This document turns the private-dataset strategy into a contract-focused execution plan.
Use it when you want to build the first internal golden set for memory-path-engine from real contract text.
The first private contract dataset should answer one question:
On real contract documents, does graph-aware retrieval surface the right evidence, path shape, and exception logic better than flat retrieval?
This is not a document-archive project.
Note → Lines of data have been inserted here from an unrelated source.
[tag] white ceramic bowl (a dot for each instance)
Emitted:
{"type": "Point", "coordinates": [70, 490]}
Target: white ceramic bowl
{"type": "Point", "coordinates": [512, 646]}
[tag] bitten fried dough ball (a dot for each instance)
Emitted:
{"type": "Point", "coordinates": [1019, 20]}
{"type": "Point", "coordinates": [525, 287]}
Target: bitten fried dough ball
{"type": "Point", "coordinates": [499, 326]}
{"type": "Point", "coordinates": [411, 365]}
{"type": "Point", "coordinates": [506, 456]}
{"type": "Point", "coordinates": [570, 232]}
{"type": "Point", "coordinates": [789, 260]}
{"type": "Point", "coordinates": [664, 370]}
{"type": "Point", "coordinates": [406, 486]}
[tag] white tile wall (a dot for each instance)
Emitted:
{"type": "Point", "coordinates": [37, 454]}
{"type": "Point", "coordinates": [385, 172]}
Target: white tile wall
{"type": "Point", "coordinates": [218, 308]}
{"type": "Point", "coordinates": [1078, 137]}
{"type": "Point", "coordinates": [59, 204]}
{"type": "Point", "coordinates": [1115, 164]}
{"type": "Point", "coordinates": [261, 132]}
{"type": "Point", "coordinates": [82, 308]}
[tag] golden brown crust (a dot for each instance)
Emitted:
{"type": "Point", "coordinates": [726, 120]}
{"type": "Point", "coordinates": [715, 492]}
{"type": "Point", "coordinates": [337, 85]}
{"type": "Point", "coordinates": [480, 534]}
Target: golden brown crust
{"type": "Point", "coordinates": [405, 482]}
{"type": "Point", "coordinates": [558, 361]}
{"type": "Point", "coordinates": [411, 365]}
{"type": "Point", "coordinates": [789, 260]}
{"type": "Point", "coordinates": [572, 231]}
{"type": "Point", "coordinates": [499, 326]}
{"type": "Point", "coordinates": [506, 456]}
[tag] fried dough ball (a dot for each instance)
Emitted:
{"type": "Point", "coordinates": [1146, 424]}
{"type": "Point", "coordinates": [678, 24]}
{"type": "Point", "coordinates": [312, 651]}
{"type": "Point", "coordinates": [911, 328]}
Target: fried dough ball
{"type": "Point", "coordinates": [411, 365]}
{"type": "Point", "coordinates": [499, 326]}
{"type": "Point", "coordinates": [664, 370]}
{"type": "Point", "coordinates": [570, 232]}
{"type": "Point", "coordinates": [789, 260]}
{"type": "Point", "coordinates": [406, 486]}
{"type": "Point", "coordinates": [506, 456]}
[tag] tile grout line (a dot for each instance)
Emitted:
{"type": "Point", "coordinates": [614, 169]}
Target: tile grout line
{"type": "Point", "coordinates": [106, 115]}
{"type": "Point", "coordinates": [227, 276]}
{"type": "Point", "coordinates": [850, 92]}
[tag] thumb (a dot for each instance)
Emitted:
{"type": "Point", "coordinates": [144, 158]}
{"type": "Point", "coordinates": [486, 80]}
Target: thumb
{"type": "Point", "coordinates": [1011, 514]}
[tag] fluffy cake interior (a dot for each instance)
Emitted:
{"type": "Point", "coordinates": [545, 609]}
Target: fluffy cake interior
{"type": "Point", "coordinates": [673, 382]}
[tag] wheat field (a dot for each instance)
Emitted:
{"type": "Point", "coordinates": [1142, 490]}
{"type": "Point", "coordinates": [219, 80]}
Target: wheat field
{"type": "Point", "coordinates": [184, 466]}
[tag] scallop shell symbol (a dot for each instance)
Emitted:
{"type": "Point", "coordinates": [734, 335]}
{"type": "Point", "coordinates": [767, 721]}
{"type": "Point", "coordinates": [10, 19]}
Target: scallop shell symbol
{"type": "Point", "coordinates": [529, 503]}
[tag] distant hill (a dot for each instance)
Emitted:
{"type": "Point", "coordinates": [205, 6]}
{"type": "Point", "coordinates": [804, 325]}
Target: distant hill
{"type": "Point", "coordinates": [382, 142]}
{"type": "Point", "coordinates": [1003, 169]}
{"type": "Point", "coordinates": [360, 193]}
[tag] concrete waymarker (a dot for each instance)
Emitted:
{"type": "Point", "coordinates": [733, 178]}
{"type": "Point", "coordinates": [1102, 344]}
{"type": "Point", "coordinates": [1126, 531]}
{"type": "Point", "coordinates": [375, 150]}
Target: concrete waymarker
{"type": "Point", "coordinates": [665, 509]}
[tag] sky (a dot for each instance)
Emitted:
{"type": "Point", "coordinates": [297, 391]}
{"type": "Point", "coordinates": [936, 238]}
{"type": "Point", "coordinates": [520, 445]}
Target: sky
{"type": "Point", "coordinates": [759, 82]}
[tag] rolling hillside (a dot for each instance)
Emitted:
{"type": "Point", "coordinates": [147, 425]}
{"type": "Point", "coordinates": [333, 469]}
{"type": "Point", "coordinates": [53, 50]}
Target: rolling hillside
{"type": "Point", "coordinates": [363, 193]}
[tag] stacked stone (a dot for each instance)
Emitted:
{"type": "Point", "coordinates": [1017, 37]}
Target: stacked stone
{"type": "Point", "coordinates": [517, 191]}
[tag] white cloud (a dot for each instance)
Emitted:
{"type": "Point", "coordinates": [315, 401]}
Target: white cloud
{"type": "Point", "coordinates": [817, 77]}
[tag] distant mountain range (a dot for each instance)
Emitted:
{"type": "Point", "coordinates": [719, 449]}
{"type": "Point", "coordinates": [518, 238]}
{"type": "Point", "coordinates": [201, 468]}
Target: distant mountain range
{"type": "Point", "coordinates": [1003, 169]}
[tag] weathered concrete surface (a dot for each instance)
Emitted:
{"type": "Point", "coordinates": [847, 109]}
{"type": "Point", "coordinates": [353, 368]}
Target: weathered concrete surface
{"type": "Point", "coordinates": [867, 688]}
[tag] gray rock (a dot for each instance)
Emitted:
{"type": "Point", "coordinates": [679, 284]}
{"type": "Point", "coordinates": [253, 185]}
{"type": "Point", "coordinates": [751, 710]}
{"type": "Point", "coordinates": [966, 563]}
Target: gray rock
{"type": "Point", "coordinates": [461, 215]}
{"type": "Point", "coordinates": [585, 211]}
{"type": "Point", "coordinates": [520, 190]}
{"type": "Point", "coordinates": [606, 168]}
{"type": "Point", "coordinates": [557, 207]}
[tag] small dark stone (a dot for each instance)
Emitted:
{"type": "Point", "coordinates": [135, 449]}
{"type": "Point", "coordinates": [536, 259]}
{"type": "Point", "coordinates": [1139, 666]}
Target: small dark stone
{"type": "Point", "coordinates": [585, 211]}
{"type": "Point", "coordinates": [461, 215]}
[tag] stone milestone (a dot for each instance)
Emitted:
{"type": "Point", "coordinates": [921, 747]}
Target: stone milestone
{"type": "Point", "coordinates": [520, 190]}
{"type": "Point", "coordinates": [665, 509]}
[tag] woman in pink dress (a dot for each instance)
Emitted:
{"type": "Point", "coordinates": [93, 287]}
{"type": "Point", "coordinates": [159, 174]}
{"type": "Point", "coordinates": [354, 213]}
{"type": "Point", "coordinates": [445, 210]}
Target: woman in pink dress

It is an evaluation asset.
The first version should therefore optimize for:
- stable source documents
- high-quality evidence labels
- enough diversity to expose graph and exception behavior
- low enough scope that a small team can finish it in
2-4weeks
Recommended first pilot:
30contracts120-180golden cases4-6cases per contract- one primary language per pilot if possible
Recommended first report:
lexical_baselineembedding_baselinestructure_onlyweighted_graph
Add activation_spreading_v1 only after the golden set is stable.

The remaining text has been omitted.